# Cool Websites Everyone should know about



## Steve Mehs (Mar 21, 2002)

I think we did this once before here a few years ago, but since that the site has grown and we have found many more websites that are informative and just plain cool.

What websites do you think everyone should know about? Please try the keep your list to free sites, that aren't affiliated with big name products or services and are unbiased, if possible.

IMDB- The Internet Movie Database, I think everyone knows about this, but just incase&#8230;

Gahoo Yoogle- A cool site first brought to our attention by our very own Nick! This site searches both Yahoo and Google in a split screen view.

How Stuff Works- Ever wonder how the Amish live and why or want to know how the internet came to be?

Snopes- Another one everyone knows. Your home for urban legends. Will 500 'signatures' on an email petition really stop a women from having an abortion, did a classic animated Disney film really contain live action nudity?

TV.com (TVTome)- Episode guides, goof guides, complete synopsis', theme song lyrics of just about every TV show ever made. Used to be TV Tome but it was purchased by CNet last month and became TV.com.

Webopedia- A great site for tech related terms. Want to know the difference between a router and a hub? Check out Webopedia!

Wikipedia- The worlds largest free online encyclopedia. It's a Wiki so It's open, so you can add anything you want and other users can edit what you submit.

For music lovers,

Digitally Imported- A collection of various online radio stations dedicated to dance/electronica and their many sub genres.

Smooth Jazz- An all smooth jazz radio station, streamed in 128K.

Smooth Lounge- Smooth Jazz's sister site for lounge music.


----------



## juan ellitinez (Jan 31, 2003)

http://www.deadoraliveinfo.com/dead.nsf/ This one is cool if you have to settle a bet on wheather somebody is still alive and kicking or 6 feet under


----------



## BobaBird (Mar 31, 2002)

Where's George - See where your money has been and where it ends up.
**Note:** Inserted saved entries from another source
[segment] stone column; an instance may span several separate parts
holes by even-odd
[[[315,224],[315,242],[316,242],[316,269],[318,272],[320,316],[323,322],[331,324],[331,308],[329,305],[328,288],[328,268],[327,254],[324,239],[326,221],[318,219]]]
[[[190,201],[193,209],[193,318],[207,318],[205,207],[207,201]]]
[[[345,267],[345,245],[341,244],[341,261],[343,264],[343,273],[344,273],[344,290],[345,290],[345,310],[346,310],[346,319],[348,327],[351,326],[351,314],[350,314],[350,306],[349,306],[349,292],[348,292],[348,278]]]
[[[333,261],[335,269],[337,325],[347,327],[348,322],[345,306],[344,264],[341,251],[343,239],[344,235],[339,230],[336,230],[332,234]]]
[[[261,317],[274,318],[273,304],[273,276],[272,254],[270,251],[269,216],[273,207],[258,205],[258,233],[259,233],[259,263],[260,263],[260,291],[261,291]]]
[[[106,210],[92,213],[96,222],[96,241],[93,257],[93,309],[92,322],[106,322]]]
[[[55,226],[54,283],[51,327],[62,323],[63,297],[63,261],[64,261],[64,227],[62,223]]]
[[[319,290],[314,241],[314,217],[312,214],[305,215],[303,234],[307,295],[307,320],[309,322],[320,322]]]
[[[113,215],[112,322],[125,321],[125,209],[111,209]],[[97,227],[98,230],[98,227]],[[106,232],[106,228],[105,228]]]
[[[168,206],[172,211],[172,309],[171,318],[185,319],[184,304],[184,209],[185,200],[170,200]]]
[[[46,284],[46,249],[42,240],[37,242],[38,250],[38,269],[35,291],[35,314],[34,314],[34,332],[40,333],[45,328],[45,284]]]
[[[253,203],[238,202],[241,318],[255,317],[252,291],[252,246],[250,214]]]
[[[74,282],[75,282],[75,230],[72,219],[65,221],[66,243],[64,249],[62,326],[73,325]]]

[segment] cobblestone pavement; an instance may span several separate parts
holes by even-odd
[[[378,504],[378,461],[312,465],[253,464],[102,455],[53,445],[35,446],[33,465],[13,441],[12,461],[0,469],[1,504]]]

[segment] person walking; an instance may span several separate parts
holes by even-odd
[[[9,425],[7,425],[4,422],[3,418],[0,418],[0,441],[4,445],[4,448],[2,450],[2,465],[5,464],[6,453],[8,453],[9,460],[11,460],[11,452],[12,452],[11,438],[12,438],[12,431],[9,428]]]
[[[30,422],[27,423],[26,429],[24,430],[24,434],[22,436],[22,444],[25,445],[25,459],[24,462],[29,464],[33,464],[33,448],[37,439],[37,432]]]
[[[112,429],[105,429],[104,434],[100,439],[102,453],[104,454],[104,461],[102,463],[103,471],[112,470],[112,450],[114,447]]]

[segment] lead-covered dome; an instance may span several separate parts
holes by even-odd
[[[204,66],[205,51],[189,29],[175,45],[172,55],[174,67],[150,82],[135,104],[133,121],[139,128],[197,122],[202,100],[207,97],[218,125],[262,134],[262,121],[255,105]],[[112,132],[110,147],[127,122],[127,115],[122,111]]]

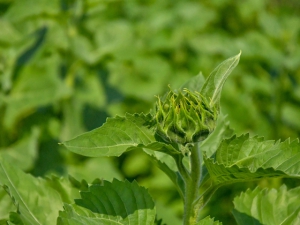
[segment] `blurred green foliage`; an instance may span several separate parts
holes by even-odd
[[[221,100],[231,127],[299,137],[299,15],[297,0],[0,0],[0,154],[36,176],[137,179],[165,223],[180,224],[176,190],[141,152],[89,159],[58,143],[148,112],[168,84],[208,76],[240,50]],[[234,224],[229,202],[244,187],[222,188],[206,212]]]

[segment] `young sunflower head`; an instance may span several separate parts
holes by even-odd
[[[182,145],[202,141],[214,130],[218,109],[198,92],[170,90],[164,100],[158,97],[155,119],[157,134],[166,142]]]

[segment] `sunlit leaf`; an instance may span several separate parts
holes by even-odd
[[[253,191],[248,189],[234,199],[234,216],[239,225],[249,224],[251,217],[251,224],[298,224],[299,195],[299,187],[287,190],[285,185],[279,190],[261,190],[258,187]]]
[[[204,157],[211,179],[217,183],[250,181],[262,177],[300,178],[298,140],[264,141],[248,134],[224,140],[215,158]]]
[[[155,221],[156,211],[152,198],[136,182],[93,184],[81,192],[76,205],[65,205],[58,224],[149,224]],[[77,223],[75,223],[75,221]]]
[[[201,94],[210,99],[210,106],[219,105],[223,85],[232,70],[237,66],[240,55],[237,54],[218,65],[205,81]]]
[[[0,185],[11,196],[24,225],[52,225],[62,209],[61,197],[45,180],[25,174],[3,158],[0,159]]]
[[[72,152],[85,156],[119,156],[130,147],[155,141],[150,120],[150,114],[108,118],[102,127],[63,144]]]
[[[151,121],[151,114],[126,114],[125,117],[108,118],[103,126],[63,144],[74,153],[92,157],[120,156],[141,147],[178,154],[171,145],[155,140]]]

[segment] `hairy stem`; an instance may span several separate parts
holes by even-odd
[[[191,179],[188,170],[186,169],[186,167],[182,163],[183,156],[182,155],[176,155],[176,156],[173,156],[173,158],[176,162],[178,171],[181,174],[181,176],[183,177],[184,181]]]
[[[185,183],[185,198],[184,198],[184,225],[196,224],[198,218],[198,209],[196,200],[199,198],[199,186],[201,180],[201,161],[202,155],[199,143],[194,143],[190,147],[191,156],[191,172],[189,179]]]
[[[195,201],[195,206],[198,210],[201,210],[216,192],[221,185],[211,185],[203,193],[200,194],[199,198]]]

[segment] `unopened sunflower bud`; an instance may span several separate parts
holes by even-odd
[[[184,89],[169,91],[166,98],[158,97],[156,105],[157,134],[166,142],[182,145],[202,141],[214,130],[218,109],[198,92]]]

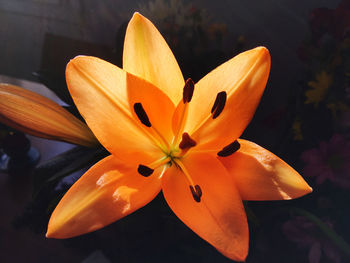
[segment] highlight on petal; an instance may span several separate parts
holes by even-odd
[[[0,84],[0,122],[46,139],[98,144],[90,129],[56,102],[14,85]]]
[[[259,104],[270,64],[268,50],[257,47],[217,67],[196,84],[184,131],[193,134],[197,149],[221,149],[242,134]]]
[[[234,178],[243,200],[285,200],[312,192],[312,188],[288,164],[261,146],[239,139],[241,148],[219,157]]]
[[[127,162],[149,163],[161,150],[129,106],[127,73],[104,60],[78,56],[66,69],[69,92],[101,144]]]
[[[174,213],[196,234],[225,256],[244,261],[248,254],[248,224],[232,177],[215,157],[192,153],[182,160],[200,202],[194,200],[182,171],[171,166],[162,177],[164,197]]]
[[[143,207],[160,191],[159,170],[145,178],[112,155],[102,159],[59,202],[46,236],[70,238],[92,232]]]
[[[157,28],[135,13],[126,30],[123,69],[161,89],[177,105],[185,81],[180,67]]]

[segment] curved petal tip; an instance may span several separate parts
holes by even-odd
[[[144,16],[141,15],[139,12],[134,12],[131,19],[140,19],[140,18],[144,18]]]
[[[56,238],[55,236],[55,230],[53,230],[52,228],[48,228],[45,234],[46,238]]]
[[[261,57],[264,57],[267,60],[271,59],[270,52],[266,47],[259,46],[259,47],[254,48],[253,50],[258,51],[260,53]]]

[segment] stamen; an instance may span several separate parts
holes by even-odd
[[[186,167],[183,165],[183,163],[181,161],[179,161],[179,160],[173,160],[173,161],[179,167],[179,169],[181,169],[181,171],[185,175],[186,179],[190,183],[190,190],[191,190],[193,199],[196,202],[200,202],[201,201],[201,197],[202,197],[202,189],[199,187],[198,184],[196,184],[196,185],[194,184],[190,174],[188,173]]]
[[[173,124],[175,127],[175,136],[173,139],[173,144],[177,144],[179,142],[181,133],[183,132],[186,120],[187,120],[187,114],[188,114],[188,103],[191,101],[194,91],[194,82],[192,79],[187,79],[184,89],[183,89],[183,97],[182,101],[183,104],[180,104],[180,116],[176,124]]]
[[[159,144],[160,148],[163,151],[166,151],[166,149],[169,149],[169,143],[168,141],[164,138],[164,136],[156,129],[156,127],[152,126],[151,122],[149,121],[149,118],[147,116],[146,111],[142,107],[142,104],[140,102],[137,102],[134,104],[134,111],[141,121],[142,124],[144,124],[146,127],[151,128],[149,130],[150,133],[153,133],[155,137],[158,137],[161,142],[163,142],[163,146]]]
[[[137,102],[134,104],[134,111],[139,118],[139,120],[147,127],[151,127],[152,124],[150,123],[148,116],[145,112],[145,110],[142,107],[142,104],[140,102]]]
[[[202,197],[202,189],[199,187],[198,184],[196,184],[194,186],[194,188],[192,185],[190,185],[190,190],[191,190],[193,199],[199,203],[201,201],[201,197]]]
[[[188,148],[191,148],[191,147],[194,147],[196,146],[197,143],[195,140],[193,140],[190,135],[188,135],[187,132],[184,132],[182,134],[182,140],[179,144],[179,147],[180,149],[184,150],[184,149],[188,149]]]
[[[236,140],[233,143],[222,148],[222,150],[220,152],[218,152],[217,155],[219,155],[220,157],[227,157],[227,156],[230,156],[231,154],[235,153],[236,151],[238,151],[239,148],[241,148],[241,145]]]
[[[194,186],[194,188],[196,189],[197,194],[199,195],[199,197],[202,197],[202,189],[199,187],[199,185],[196,184],[196,185]]]
[[[216,119],[220,113],[223,111],[226,104],[226,91],[221,91],[216,95],[216,99],[211,109],[211,113],[213,114],[213,119]]]
[[[150,176],[154,172],[154,170],[157,169],[158,167],[165,165],[165,164],[169,164],[170,162],[171,162],[171,158],[164,156],[164,157],[154,161],[153,163],[150,163],[147,165],[139,164],[137,171],[139,172],[139,174],[147,177],[147,176]]]
[[[142,176],[148,177],[151,174],[153,174],[154,170],[149,168],[146,165],[142,165],[140,164],[139,167],[137,168],[137,171],[139,174],[141,174]]]
[[[186,80],[185,87],[183,89],[183,103],[188,103],[191,101],[194,90],[194,82],[191,78]]]

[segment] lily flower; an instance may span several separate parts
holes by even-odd
[[[129,22],[123,69],[78,56],[66,69],[87,125],[111,153],[65,194],[47,237],[100,229],[149,203],[162,190],[174,213],[228,258],[248,254],[242,200],[281,200],[311,192],[281,159],[238,139],[265,88],[270,55],[258,47],[184,81],[155,26]]]
[[[0,83],[0,122],[37,137],[93,147],[85,123],[56,102],[21,87]]]

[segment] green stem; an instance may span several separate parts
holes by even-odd
[[[328,237],[348,258],[350,258],[350,245],[333,229],[328,227],[321,219],[300,208],[292,208],[290,211],[302,215],[313,222],[326,237]]]

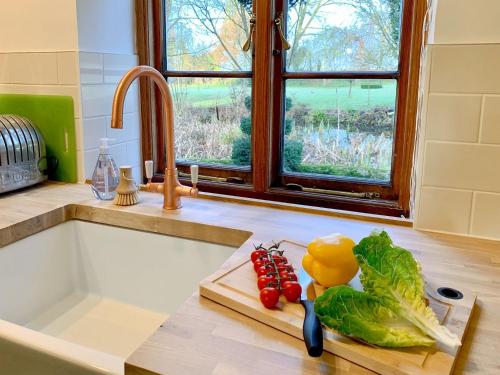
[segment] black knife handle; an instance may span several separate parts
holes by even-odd
[[[323,353],[323,329],[314,312],[314,302],[311,300],[301,300],[300,303],[306,311],[303,333],[307,352],[311,357],[319,357]]]

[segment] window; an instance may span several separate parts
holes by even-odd
[[[138,1],[141,63],[174,98],[181,178],[197,163],[205,191],[407,216],[418,3]],[[143,150],[157,145],[160,177],[158,108],[156,118],[143,113]]]

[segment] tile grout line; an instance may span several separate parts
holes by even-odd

futon critic - The latest TV show development news, last-minute schedule change announcements, and other TV industry news. Also includes some reviews and editorials.


----------



## Richard King (Mar 25, 2002)

> Where's George


 I enjpy that site also, although I haven't seen much activity on the bills I have registered there. I would love to see it become more well known. I have 24 bills entered and hits on only one of them, the last hit being almost exactly 2 years ago.  It got two hits, one in Ft. Pierce Fl (right next door) 62 days after I entered it and then next in Idaho 6 days later. At least it did travel a bit.

For those not familiar with the site, here is the bill with the most hits: 
http://www.wheresgeorge.com/report.php?key=d7dfe78cb474cedf05cef8c7dc9d8d06&entry=15


----------



## Jacob S (Apr 14, 2002)

Popular Science: www.popsci.com

I remember when everyone used to have their list of favorite links and we could click on them. Does this not exist anymore or have I overlooked that?


----------



## Redster (Jan 14, 2004)

For the computer oriented side.

Analogx.com and Tomshardware.com .


----------



## ntexasdude (Jan 23, 2005)

:biggthump tomshardware is awesome. I got enough info from that site to select a motherboard and video card and build my own PC.


----------



## cdru (Dec 4, 2003)

For automotive repair, AutomotiveForums.com. All the banner ads are annoying but many of the forums are invaluable resources if you here a ping, knock, or squeal with your car and need help.

Fat Wallet's Hot Deals Forum - Expensive things for cheap...sometimes. Other times it's cheap things free.

DSLReports.com - For all things broadband and more! Little bit of everything here but mainly internet related forums.


----------



## Richard King (Mar 25, 2002)

I shouldn't mention this one, but since you guys are all buddys, I guess i will. If you want to save some bucks on one item a day, Woot.com runs a sale on one item each night at midnight central time. I have bought several items from them (an HP laser printer with 150 sheets of HP glossy paper thrown in, a couple of lemonade makers for Christmas presents next year, etc.) You just never know what they might have. The best items sell out before most people are up in the morning so you have to "get there" early. Quantities are always limited.


----------



## n8dagr8 (Aug 14, 2004)

not sure what the criteria are for this but to waste time, I like

http://www.addictinggames.com/

try spanking the monkey ! the music is what makes this one! :lol:

fatwallet is nice, too.....some great deals!


----------



## Jacob S (Apr 14, 2002)

The automotiveforums website link is not working.


----------



## cdru (Dec 4, 2003)

Jacob S said:


> The automotiveforums website link is not working.


Link above should be good now. I had an extra carriage return as part of the url and that caused a 
to be entered as part of the link.


----------



## Richard King (Mar 25, 2002)

Woot.com. This morning I just ordered 600 sheets of HP Glossy photo paper for $49.00 + $5.00 Shipping and handling.


----------



## olgeezer (Dec 5, 2003)

www.theonion.com


----------



## mwgiii (Jul 19, 2002)

Rotten Tomatoes - compiles movie reviews into one average score.
http://www.rottentomatoes.com/

Dove Foundation - I use the theatrical reviews to check why a movie is PG or PG-13 and if I should let my kids see it.
http://www.dove.org/

Edmunds - New & used car cost/retail pricing
http://www.edmunds.com/

Phone Scoop - All you would ever need to know about cell phones.
http://www.phonescoop.com/

Podcast directories:
iPodder - http://www.ipodder.org/
Podcast Alley - http://www.podcastalley.com/index.php

RefDest - good home page
http://www.refdesk.com/

Spaceflight Now - Space info & rocket launch schedules
http://www.spaceflightnow.com/index.html


----------



## Jacob S (Apr 14, 2002)

The automotive link now works. Thanks!


----------